Unless someone is very technical, Falcon 2 is not relevant to them in any way at this point. This is a forum of technical people, which is why it's getting some attention, but I suspect it's still not going to be relevant to most people here.
I know it's hard to objectively rank LLMs, but those are really ridiculous ways to keep track of performance.
If my reference of performance is (like the vast majority of users) ChatGPT-3.5, I have to first know how Llama 3 compares to that to then understand how that new models compare to what I'm using at the moment.
Now, if I look for the performance of Llama 3 compared to ChatGPT-3.5, I don't find it on the official launch page https://ai.meta.com/blog/meta-llama-3/ where it is compared to Gemma 7B it, Mistral 7B Instruct, Gemini Pro 1.5 and Claude 3 Sonnet.
How does Gemma 7B perform? Well you can only find out how it compares to Llama 2 on the official launch page https://blog.google/technology/developers/gemma-open-models/.

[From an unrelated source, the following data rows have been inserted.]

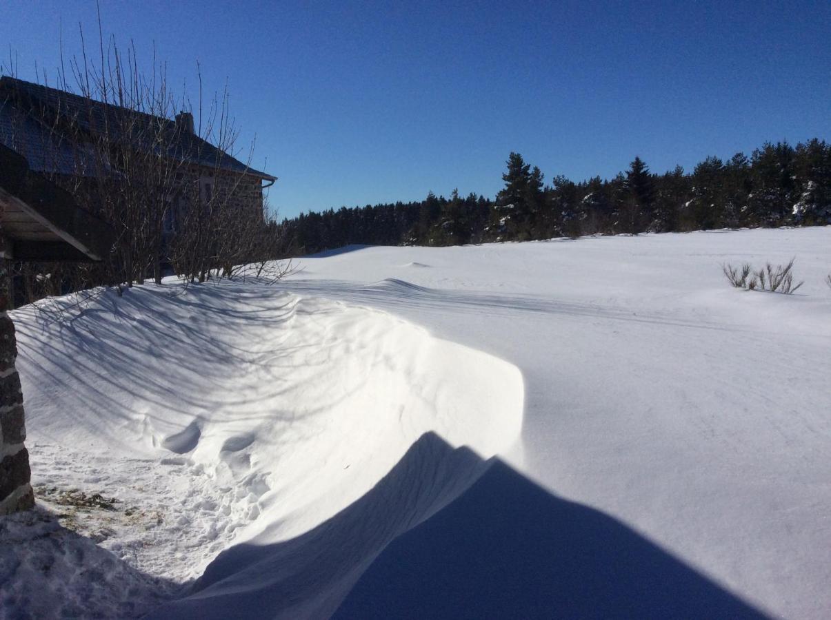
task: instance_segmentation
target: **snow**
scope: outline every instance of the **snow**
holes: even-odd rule
[[[48,544],[63,550],[35,579],[19,562],[31,542],[3,548],[3,607],[12,610],[64,581],[72,569],[61,555],[95,540],[125,576],[73,582],[75,601],[89,599],[91,616],[144,613],[184,592],[233,544],[266,548],[330,520],[426,432],[484,456],[509,449],[520,432],[515,368],[387,313],[228,282],[143,286],[120,299],[106,291],[76,303],[14,313],[32,484],[42,520],[58,533]],[[381,524],[364,515],[376,521],[374,537],[330,567],[328,589],[312,564],[303,574],[295,569],[292,577],[310,586],[293,593],[305,594],[307,608],[334,611],[329,599],[346,593],[343,574],[361,554],[371,559],[475,471],[436,481],[420,501],[402,505],[396,526],[386,520],[391,510],[378,511]],[[113,500],[76,505],[73,490]],[[12,518],[12,529],[26,519]],[[200,585],[230,573],[245,581],[239,567],[255,559],[256,549],[230,563],[220,557]],[[253,583],[277,591],[280,575],[253,572]],[[125,588],[129,608],[115,603]],[[52,591],[42,605],[72,615],[76,603]]]
[[[0,608],[828,617],[829,271],[831,227],[355,246],[17,310]]]

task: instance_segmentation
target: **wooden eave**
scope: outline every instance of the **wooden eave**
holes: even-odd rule
[[[112,229],[79,207],[65,190],[29,171],[26,160],[0,146],[2,258],[102,261]]]

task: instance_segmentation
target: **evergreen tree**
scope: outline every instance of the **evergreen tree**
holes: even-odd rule
[[[655,203],[655,179],[640,157],[629,164],[625,188],[627,195],[623,197],[622,203],[623,224],[626,232],[637,235],[651,223]]]

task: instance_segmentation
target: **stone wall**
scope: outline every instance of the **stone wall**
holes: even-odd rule
[[[0,515],[34,505],[20,376],[14,367],[17,343],[7,308],[7,261],[0,259]]]

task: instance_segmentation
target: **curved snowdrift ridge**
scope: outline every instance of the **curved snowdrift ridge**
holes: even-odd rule
[[[30,308],[14,319],[42,501],[47,487],[77,487],[125,502],[119,515],[138,505],[140,519],[107,516],[101,528],[85,513],[77,529],[173,583],[237,545],[179,614],[207,602],[221,615],[229,592],[274,602],[289,587],[293,607],[280,596],[276,611],[333,610],[392,538],[521,431],[515,367],[367,308],[229,284],[106,294],[71,316]],[[448,457],[435,442],[481,458]],[[298,559],[332,547],[349,553]],[[18,583],[22,598],[44,579]]]

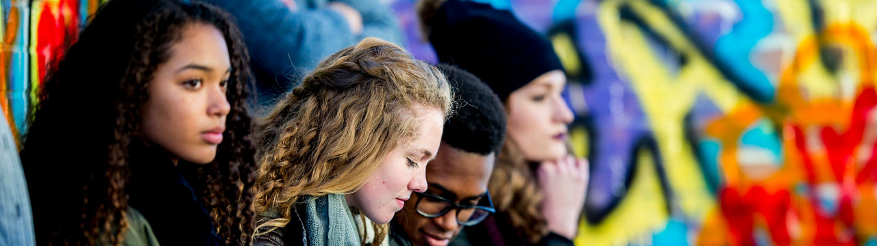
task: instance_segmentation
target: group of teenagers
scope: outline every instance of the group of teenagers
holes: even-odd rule
[[[588,165],[552,45],[488,4],[417,11],[439,65],[367,38],[262,108],[224,10],[108,1],[24,137],[37,244],[572,245]]]

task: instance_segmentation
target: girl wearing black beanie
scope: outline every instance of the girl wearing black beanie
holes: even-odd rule
[[[588,165],[568,152],[573,114],[561,96],[567,78],[551,43],[511,12],[488,4],[424,0],[417,11],[439,61],[487,83],[508,117],[509,137],[488,185],[496,214],[458,240],[572,245]]]

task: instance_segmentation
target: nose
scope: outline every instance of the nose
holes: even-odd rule
[[[417,169],[417,174],[408,182],[408,189],[416,193],[426,191],[426,168]]]
[[[444,215],[432,218],[432,222],[446,232],[454,231],[460,226],[457,223],[457,210],[452,209],[451,211],[447,211],[447,214]]]
[[[563,96],[555,96],[554,102],[553,104],[553,114],[552,119],[556,123],[560,123],[563,124],[568,124],[573,122],[573,110],[569,109],[569,106],[567,105],[567,102],[563,100]]]
[[[216,87],[210,89],[210,95],[207,95],[208,104],[207,104],[207,114],[211,116],[224,117],[228,116],[228,113],[232,111],[232,104],[228,102],[228,99],[225,97],[225,92],[221,87]]]

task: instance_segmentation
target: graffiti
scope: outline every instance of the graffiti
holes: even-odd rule
[[[0,107],[13,134],[26,130],[47,69],[76,40],[98,0],[2,0]],[[20,139],[19,139],[20,140]],[[20,144],[20,143],[19,143]]]
[[[593,174],[577,243],[877,243],[877,3],[479,1],[546,33],[567,67]],[[98,2],[0,0],[16,134]],[[389,2],[434,62],[416,2]]]
[[[577,244],[877,243],[877,3],[509,3],[567,68]]]

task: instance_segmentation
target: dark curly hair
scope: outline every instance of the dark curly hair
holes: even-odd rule
[[[441,141],[471,153],[498,153],[505,138],[505,108],[499,97],[466,70],[448,64],[437,67],[447,77],[457,106],[445,122]]]
[[[119,244],[127,226],[128,155],[156,67],[184,27],[216,27],[232,73],[225,139],[212,163],[197,167],[198,200],[228,244],[253,233],[255,148],[247,114],[253,75],[242,36],[225,11],[198,2],[113,0],[101,7],[39,91],[21,151],[38,243]]]

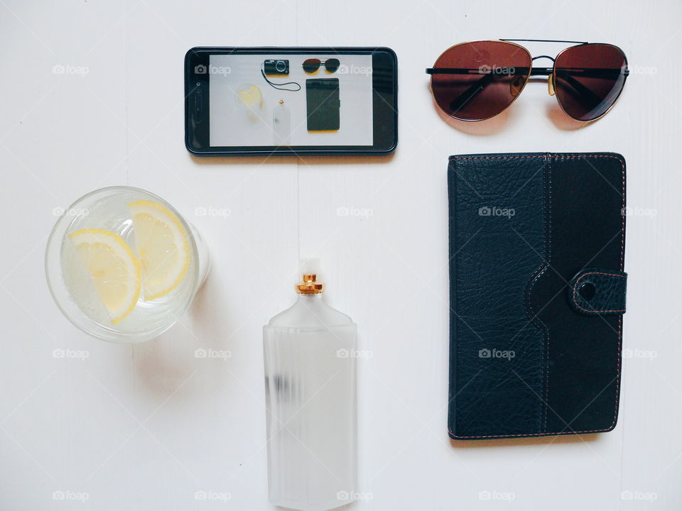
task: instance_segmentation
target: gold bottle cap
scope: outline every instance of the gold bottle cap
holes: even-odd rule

Let's look at the Llama 2 performance on its launch announcement: https://llama.meta.com/llama2/ No GPT-3.5 turbo again.
I get that there are multiple aspects and that there's probably not one overall "performance" metric across all tasks, and I get that you can probably find a comparative between two specific models relatively easily, but there absolutely needs to be a standard by which those performances are communicated. The number of hoops to jump through is ridiculous.